‘It was blackmail’: US ‘bullied other countries to stop WHO promoting breastfeeding’
The US reportedly told Ecuador that it would face punitive trade moves if it backed a World Health Assembly resolution promoting breastfeeding, and harried other countries
US President Donald Trump’s administration has caused outrage after reports emerged that it bullied other governments in an attempt to prevent the passage of an international resolution promoting breastfeeding.
The US delegation to the World Health Assembly in Geneva reportedly deployed heavy-handed measures to browbeat nations into backing off the resolution.
Under the original text from the World Health Organisation, countries would have encouraged their citizens to breastfeed on grounds that research overwhelmingly shows its health benefits, while warning parents to be alert to inaccurate marketing by formula milk firms.
The New York Times first reported how the Trump administration reacted forcefully to the resolution, which otherwise had the consensus support of all other assembly members.
The administration pushed to remove a phrase from the draft text that would exhort governments to “protect, promote and support breast-feeding”.
The administration also had diplomats lean on member states. It told Ecuador, for example, that unless the South American nation withdrew its backing of the resolution it would face punitive trade moves and the potential loss of military help in its battle against gang violence.
During the deliberations over the resolution, according to The New York Times, the US delegation made threatening suggestions that Washington would cut its funding for WHO.
As the single largest donor to the world body, awarding US$845 million last year, that threat would not have been taken lightly.
The resolution was eventually passed with US support, but only after the Russian government reintroduced it using a modified text.

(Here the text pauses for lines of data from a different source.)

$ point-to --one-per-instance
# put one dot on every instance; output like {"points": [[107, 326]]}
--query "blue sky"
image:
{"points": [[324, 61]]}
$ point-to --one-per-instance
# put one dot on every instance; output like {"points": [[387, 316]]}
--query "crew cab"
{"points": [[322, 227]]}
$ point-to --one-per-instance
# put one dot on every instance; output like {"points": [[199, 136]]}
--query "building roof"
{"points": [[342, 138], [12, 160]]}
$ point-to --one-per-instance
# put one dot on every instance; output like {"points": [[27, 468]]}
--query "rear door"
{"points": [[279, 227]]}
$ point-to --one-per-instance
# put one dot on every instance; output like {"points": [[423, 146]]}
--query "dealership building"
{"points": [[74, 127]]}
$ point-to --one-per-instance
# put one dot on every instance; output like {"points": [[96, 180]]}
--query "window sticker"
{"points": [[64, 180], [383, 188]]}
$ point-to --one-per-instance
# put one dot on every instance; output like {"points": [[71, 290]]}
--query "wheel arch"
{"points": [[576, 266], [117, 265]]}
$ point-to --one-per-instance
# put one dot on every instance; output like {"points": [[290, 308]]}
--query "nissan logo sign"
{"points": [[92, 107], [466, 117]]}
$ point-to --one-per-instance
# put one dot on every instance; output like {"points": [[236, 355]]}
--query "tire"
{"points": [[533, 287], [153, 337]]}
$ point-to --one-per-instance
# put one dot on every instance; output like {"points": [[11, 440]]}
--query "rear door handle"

Lucy Sullivan, executive director of 1,000 Days, an international group working to improve nutrition for babies and infants, said on Twitter that the US intervention amounted to “public health versus private profit”
“What is at stake: breastfeeding saves women and children’s lives. It is also bad for the multibillion-dollar global infant formula [and dairy] business.” she wrote.
As with other health policy battles, it comes down to public health vs. private profit. What is at stake: breastfeeding saves women and children’s lives. It also is bad for the multibillion dollar global infant formula (and dairy) business. 8/
— Lucy M. Sullivan (@lucymsullivan) May 25, 2018
The online network of mothers, Moms Rising, called the US move “stunning and shameful. We must do everything we can to advocate for public policies that support and empower breastfeeding moms.”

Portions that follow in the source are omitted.